A representative for Hyundai clarified to CNN that it does not currently advertise on O'Reilly's program, but that as a result of the "recent and disturbing allegations," it has reversed its decision to run upcoming commercials.
The 11 companies have not withdrawn their money from Fox News altogether. The companies only said their advertisements will no longer run during the 8-9 p.m. Eastern Time slot, when the "The O'Reilly Factor" airs.
“We value our partners and are working with them to address their current concerns about the O’Reilly Factor. At this time, the ad buys of those clients have been re-expressed into other FNC programs," Paul Rittenberg, executive vice president of advertising sales at Fox News, said.
The business decisions came just days after the New York Times reported Fox News and O'Reilly paid as many as five women up to $13 million to settle sexual harassment lawsuits. The five complaints were in addition to multiple allegations made last year against ousted Fox News chairman Roger Ailes.
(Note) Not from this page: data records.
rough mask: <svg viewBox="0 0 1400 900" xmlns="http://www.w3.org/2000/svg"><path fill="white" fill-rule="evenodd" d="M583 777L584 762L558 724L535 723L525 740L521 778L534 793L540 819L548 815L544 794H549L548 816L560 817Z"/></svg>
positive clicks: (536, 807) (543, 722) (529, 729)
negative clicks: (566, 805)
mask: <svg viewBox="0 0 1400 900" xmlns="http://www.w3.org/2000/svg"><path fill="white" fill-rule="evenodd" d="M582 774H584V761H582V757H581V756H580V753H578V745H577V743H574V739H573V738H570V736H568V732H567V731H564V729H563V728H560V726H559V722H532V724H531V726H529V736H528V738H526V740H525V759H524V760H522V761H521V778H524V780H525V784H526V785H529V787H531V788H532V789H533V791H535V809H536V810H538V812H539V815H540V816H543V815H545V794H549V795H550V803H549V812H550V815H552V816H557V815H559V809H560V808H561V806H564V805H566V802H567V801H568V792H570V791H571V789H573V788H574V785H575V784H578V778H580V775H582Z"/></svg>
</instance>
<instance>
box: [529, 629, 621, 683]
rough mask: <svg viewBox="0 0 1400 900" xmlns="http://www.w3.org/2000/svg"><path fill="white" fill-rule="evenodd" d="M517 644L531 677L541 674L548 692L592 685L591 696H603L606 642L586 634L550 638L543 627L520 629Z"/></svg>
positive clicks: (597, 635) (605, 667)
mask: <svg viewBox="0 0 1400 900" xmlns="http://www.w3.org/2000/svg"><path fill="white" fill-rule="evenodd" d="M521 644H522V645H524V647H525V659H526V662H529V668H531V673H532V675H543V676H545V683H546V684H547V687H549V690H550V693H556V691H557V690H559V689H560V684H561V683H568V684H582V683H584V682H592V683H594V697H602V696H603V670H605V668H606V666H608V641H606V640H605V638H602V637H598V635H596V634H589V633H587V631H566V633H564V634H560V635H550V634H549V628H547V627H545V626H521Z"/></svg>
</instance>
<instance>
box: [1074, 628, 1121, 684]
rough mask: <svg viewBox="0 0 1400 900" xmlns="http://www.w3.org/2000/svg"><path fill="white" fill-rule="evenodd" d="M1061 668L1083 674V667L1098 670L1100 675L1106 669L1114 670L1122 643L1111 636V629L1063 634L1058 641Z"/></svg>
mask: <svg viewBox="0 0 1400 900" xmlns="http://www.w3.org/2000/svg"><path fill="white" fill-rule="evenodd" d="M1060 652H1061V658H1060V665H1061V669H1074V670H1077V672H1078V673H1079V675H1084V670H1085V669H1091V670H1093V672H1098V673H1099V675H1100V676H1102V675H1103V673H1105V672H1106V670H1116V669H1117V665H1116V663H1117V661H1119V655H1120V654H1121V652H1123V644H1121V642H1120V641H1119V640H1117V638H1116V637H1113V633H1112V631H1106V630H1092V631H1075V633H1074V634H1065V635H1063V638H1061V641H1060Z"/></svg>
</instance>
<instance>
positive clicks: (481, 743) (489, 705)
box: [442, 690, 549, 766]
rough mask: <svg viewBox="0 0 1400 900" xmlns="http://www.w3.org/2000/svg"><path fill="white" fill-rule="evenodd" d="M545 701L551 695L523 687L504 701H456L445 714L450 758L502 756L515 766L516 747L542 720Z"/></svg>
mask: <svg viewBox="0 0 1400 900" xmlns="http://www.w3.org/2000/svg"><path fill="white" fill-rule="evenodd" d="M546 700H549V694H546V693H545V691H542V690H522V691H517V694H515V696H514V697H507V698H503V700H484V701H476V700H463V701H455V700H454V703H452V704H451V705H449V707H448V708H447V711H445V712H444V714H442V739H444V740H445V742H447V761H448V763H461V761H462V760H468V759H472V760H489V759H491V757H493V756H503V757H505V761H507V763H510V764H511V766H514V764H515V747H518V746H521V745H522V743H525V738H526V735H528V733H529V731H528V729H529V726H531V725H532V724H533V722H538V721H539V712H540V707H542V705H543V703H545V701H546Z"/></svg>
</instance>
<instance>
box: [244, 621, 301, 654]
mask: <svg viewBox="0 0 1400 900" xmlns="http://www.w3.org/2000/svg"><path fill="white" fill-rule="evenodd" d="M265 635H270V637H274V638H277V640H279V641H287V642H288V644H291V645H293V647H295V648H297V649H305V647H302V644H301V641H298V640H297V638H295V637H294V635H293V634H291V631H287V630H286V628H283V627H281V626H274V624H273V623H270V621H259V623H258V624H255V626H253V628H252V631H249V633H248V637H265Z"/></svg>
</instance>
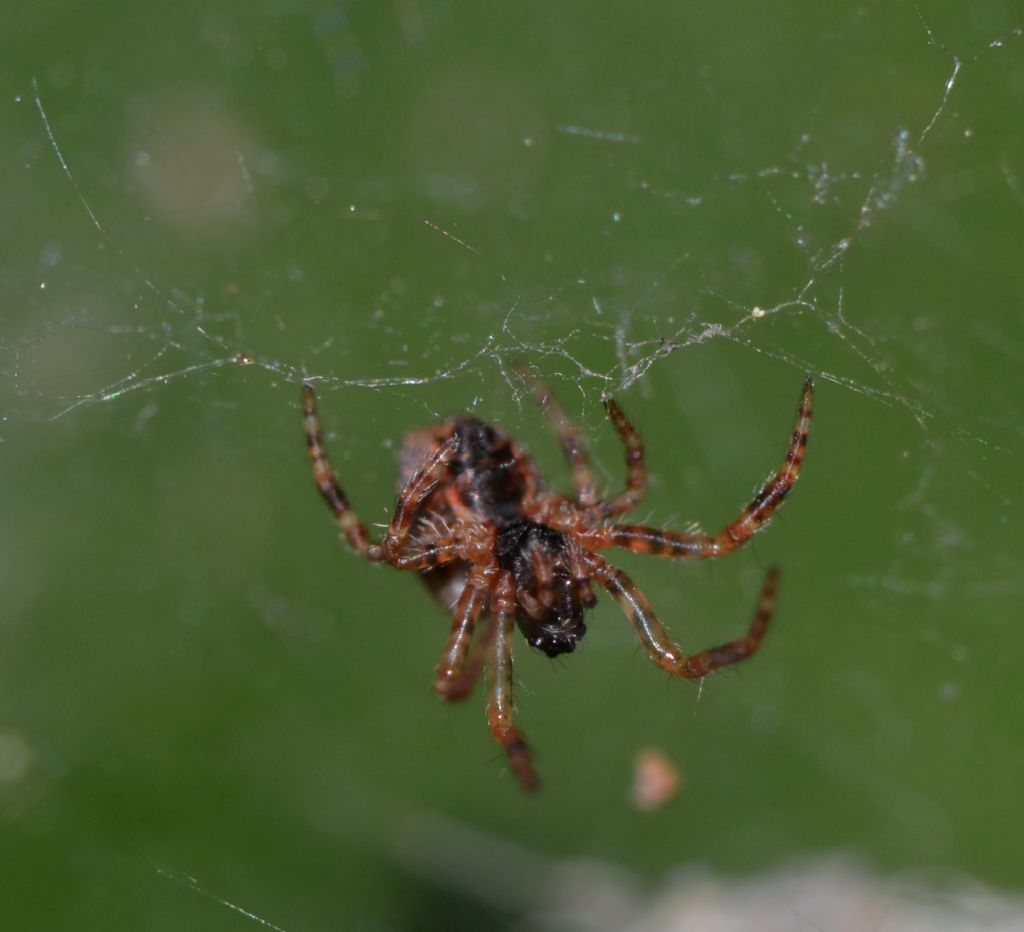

O'Reilly was named in one of the lawsuits against Ailes and the company, although O'Reilly was not a defendant.
O'Reilly, for his part, has pushed back on the allegations, but seemed to admit paying to settle at least some of the claims.
"Just like other prominent and controversial people, I'm vulnerable to lawsuits from individuals who want me to pay them to avoid negative publicity," O'Reilly said in a statement released over the weekend, according to NBC News.
O'Reilly later added: "I have put to rest any controversies to spare my children."
21st Century Fox, which is Fox News' parent company, noted that none of the women who alleged sexual harassment called the company's anonymous hotline but said it "takes matters of workplace behavior very seriously." The network has renewed O'Reilly's contract for an undisclosed period of time.
O'Reilly's show generated more than $446 million in advertising revenue from 2014-2016.
"The O'Reilly Factor" is currently the highest-rated show on cable news, averaging around 4 million viewers per night.
Editor's note: This post has been updated to include a statement from Paul Rittenberg, Fox News executive vice president of advertising sales.